Distance: 13.6km (including Little Hector)
Elevation: 1,894m (including Little Hector)
Total Time: 9 hours 31 minutes (including Little Hector)
Date: October 4th, 2020
Note: I discovered post-trip that the true summit is western most point as documented on bivouac.com. The eastern summit (Andromache E1) is what’s incorrectly marked on OSM-based maps as the true summit. Nonetheless, Bivouac keeps this an unofficially named summit point, so I’ll keep this report up at the very least so you don’t make the same mistake I did!
Jeremy and I had just completed our first objective of the day: Little Hector and were now linked up on the trail to Mount Andromache. It was about 11:40am with plenty of daylight ahead of us, but also another ~600m of elevation to the top. At this point a dense layer of clouds had rolled in and was obscuring the very top of Little Hector. Mount Andromache still looked just below the cloud layer, but we were set on going cloud cover or not.
The route up Mount Andromache is pretty straightforward with sustained class 2 terrain the entire way. It’s mostly just a slog up 3 distinct scree/talus slopes to the first peak. Based on the maps/trip reports, we were heading for the first peak thinking it was Mount Andromache. We would later find out that it was actually an unnamed peak lower than the true Mount Andromache summit further west. Oh well, it was a fun objective nonetheless.

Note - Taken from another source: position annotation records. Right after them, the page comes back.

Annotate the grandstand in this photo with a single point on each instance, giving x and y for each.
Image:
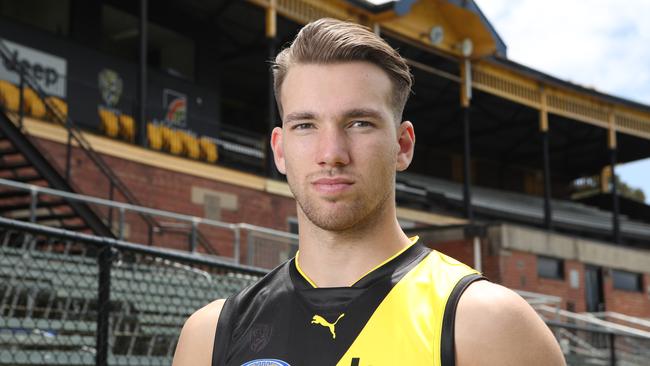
(136, 183)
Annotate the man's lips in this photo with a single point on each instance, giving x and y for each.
(332, 185)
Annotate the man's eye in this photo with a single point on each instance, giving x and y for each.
(361, 124)
(303, 126)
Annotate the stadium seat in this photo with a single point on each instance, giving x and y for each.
(126, 127)
(154, 136)
(34, 105)
(61, 109)
(209, 151)
(109, 123)
(190, 145)
(9, 95)
(172, 141)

We started past the low point, a tarn at the 2400m elevation mark and followed our way eastwards until the slope eased near the eastern most aspect of Mount Andromache. We cut a sharp left and ascended directly up the slope. There were a few micro terrain sections that we had to navigate around, including a small cliff band at around 2530 meters. At this point the slope steepens further and it became hell to gain any elevation. Every few steps forward, we’d slide back.
This part was slow going, but eventually, at around the 2700 meter mark we reached the first plateau. From here we were able to pick an easy route up a big talus and screen slope and pushed on. Thankfully the second slope was mellower and much easier to ascend. When we hit the ~2850m mark there was another plateau and the final slope to the summit became visible. We took a break here to have lunch and check out the surroundings.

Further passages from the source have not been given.